Con la pronta salida a casa me decidí. Iba a hacer hablar a Chris de la manera que fuera necesaria. Y, además, iba a comenzar el proyecto “Descubriendo a Santa” en búsqueda del anónimo que, de alguna manera, supo cómo grabar una sonrisa en mi rostro.
Seguí sonriendo como una tonta mientras levantaba la vista hacia los pocos que quedaron en la oficina. Tal vez, si tenía suerte, mi santa seguiría por ahí y podría atraparlo sin necesidad de demasiada investigación.
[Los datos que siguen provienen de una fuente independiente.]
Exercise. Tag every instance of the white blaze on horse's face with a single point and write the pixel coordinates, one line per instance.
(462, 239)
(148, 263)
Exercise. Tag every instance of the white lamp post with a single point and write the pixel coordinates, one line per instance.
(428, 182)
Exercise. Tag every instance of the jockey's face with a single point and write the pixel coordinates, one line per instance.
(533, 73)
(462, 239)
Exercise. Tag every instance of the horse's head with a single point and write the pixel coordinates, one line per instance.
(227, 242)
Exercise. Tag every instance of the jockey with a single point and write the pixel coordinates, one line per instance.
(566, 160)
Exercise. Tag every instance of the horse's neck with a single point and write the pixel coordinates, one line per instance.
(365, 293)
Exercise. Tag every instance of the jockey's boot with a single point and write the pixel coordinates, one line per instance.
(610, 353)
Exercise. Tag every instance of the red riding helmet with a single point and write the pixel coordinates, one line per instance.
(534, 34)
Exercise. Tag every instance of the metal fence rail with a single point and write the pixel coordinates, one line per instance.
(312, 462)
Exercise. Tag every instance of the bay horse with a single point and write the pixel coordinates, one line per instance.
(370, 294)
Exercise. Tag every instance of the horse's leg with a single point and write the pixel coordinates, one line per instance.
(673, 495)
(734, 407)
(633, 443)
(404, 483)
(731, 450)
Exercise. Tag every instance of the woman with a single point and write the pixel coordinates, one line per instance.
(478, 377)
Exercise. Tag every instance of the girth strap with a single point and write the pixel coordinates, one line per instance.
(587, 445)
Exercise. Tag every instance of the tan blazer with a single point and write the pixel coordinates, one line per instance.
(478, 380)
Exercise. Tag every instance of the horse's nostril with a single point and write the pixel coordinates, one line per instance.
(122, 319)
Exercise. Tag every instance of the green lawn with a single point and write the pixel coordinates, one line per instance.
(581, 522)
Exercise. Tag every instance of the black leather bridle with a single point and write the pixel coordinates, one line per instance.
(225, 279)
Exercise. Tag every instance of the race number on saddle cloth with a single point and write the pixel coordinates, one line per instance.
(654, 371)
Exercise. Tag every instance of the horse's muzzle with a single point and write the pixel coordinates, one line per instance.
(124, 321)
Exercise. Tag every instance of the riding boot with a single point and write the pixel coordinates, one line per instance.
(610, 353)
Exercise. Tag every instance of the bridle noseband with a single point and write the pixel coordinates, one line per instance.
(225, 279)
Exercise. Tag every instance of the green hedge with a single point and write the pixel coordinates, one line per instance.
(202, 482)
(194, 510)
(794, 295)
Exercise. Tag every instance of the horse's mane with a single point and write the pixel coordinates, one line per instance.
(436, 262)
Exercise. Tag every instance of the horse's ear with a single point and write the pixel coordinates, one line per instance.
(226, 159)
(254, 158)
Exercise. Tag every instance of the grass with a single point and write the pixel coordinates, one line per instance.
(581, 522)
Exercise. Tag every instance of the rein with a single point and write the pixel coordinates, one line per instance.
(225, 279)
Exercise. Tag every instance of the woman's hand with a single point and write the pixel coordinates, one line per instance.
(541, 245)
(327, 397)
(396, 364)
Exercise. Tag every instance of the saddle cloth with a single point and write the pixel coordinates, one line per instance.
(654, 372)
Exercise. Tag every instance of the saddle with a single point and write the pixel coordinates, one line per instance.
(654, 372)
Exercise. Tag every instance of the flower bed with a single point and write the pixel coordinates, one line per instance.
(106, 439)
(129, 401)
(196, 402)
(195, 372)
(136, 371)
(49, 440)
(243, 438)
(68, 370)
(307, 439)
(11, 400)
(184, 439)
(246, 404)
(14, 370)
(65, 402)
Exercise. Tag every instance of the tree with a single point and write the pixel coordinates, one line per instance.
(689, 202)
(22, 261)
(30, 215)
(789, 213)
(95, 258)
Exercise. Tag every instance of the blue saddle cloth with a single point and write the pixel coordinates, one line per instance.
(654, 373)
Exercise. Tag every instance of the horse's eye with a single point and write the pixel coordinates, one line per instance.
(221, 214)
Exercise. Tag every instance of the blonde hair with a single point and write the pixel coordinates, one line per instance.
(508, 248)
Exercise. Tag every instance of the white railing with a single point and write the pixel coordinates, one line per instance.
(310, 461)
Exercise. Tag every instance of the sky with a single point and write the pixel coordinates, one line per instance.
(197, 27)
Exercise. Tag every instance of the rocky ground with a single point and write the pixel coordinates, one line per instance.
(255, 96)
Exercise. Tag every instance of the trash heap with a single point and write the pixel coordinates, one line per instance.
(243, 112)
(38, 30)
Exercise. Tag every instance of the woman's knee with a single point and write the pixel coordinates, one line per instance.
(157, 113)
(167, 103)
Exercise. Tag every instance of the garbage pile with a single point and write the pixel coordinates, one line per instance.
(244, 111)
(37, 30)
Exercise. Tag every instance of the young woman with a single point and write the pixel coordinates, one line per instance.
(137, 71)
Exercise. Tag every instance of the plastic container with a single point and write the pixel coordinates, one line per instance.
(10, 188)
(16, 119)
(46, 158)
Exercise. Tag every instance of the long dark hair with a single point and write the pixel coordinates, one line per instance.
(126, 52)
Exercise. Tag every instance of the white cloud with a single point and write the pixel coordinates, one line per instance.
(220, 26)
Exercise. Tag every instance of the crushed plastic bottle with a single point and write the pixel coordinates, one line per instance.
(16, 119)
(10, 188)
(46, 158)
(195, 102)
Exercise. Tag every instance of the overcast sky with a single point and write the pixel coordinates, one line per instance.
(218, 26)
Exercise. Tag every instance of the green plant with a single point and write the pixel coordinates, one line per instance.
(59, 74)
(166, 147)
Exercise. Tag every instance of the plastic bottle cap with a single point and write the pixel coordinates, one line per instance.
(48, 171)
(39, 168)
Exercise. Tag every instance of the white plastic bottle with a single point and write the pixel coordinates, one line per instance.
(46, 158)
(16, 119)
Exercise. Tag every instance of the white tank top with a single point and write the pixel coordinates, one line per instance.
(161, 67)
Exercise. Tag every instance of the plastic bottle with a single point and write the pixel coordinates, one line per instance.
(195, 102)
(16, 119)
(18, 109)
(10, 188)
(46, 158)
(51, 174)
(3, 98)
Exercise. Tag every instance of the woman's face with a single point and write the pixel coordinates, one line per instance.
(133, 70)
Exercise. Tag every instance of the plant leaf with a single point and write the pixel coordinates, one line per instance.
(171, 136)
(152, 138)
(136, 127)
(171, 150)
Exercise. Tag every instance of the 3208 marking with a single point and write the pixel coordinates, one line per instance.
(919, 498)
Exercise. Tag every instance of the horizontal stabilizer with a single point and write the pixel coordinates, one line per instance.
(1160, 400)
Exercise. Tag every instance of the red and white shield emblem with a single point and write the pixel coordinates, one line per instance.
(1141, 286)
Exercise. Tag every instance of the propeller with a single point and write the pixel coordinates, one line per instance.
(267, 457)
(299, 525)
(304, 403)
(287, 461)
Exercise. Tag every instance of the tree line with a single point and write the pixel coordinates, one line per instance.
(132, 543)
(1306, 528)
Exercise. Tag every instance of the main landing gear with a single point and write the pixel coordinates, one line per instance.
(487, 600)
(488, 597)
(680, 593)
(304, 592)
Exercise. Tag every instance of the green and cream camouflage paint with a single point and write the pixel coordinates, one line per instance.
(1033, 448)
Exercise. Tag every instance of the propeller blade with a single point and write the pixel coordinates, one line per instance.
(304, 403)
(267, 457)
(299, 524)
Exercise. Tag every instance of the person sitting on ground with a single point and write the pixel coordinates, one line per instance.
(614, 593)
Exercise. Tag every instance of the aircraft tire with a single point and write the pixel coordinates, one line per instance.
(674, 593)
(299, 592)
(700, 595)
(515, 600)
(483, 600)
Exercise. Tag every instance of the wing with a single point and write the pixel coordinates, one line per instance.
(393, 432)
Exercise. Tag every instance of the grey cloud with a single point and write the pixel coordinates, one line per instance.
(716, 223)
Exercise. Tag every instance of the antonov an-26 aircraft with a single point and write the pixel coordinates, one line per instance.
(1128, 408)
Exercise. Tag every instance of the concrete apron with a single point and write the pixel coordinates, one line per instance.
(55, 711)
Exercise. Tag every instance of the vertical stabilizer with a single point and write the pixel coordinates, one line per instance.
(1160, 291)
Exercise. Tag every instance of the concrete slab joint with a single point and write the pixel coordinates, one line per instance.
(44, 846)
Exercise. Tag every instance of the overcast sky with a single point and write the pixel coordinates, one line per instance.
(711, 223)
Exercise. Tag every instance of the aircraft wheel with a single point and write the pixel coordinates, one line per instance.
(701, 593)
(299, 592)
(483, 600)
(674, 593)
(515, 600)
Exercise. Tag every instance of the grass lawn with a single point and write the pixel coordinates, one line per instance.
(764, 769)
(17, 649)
Me sorprendieron los resultados. No me estaba observando una sola persona. Sino cuatro. Gary, medio dormido, tenía sus ojos clavados en mi regalo, ahora descubierto. Chris sonrió ligeramente hacia donde estaba mirándome a los ojos. Los dos restantes eran Dominic, y Peter. Con el último me entró un escalofrío al cuerpo mientras este movía su mano en cámara lenta para saludarme, notando que lo había visto.